Ninth-grade students are gaining an out-of-this-world experience in Steven Cavendar-Wood’s Physics class. Meet Sphero, a ball-like robot bringing to life concepts like motion, force and velocity that students will use to explore a faux extraterrestrial terrain.
The 14 Spheros — think Star Wars’ BB-8, but smaller — are the centerpiece of Cavendar-Wood’s mechanics unit. “We wanted to ramp up the physics curriculum and make it more engaging and accessible to all sorts of learners,” says Cavendar-Wood.  “The students are excited about the robots, and, by extension, they’re getting excited about physics—delving in at a whole new level.”

The mechanics unit revolves around a role-play: small groups of students act as NASA engineering teams and the mini robots are rovers—the automated vehicles that explore Mars’ surface.

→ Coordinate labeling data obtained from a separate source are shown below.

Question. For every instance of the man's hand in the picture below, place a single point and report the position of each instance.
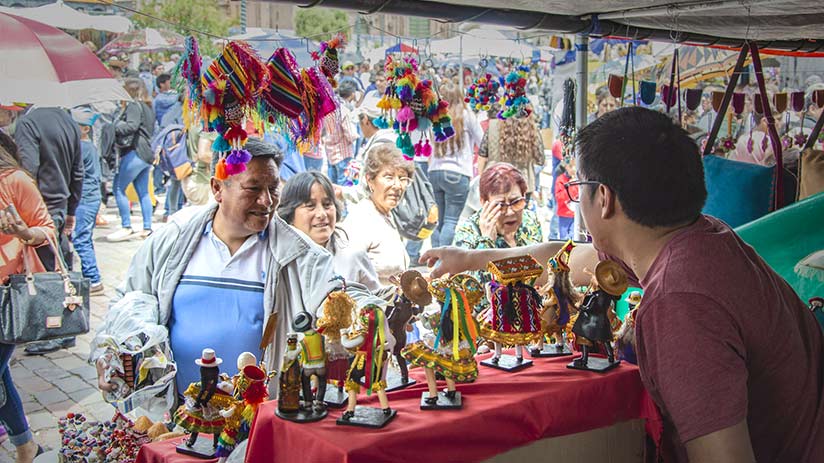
(68, 228)
(445, 260)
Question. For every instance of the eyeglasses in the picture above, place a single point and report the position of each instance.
(517, 205)
(575, 193)
(391, 179)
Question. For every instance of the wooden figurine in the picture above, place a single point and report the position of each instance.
(453, 355)
(371, 341)
(560, 303)
(596, 321)
(338, 312)
(200, 412)
(513, 318)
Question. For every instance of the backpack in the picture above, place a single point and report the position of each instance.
(417, 213)
(169, 146)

Students program the robots to go from point A to point B on a simulation of Mars’ surface —a bed sheet painted in Martian colors that’s littered with rocks. Each group uses calculations of distance and velocity to pre-program a route. They will then execute this program from a distance and watch Sphero navigate the terrain.
In addition to learning programming skills, students are grappling with the most important concepts in mechanics in a hands-on and highly immersive way.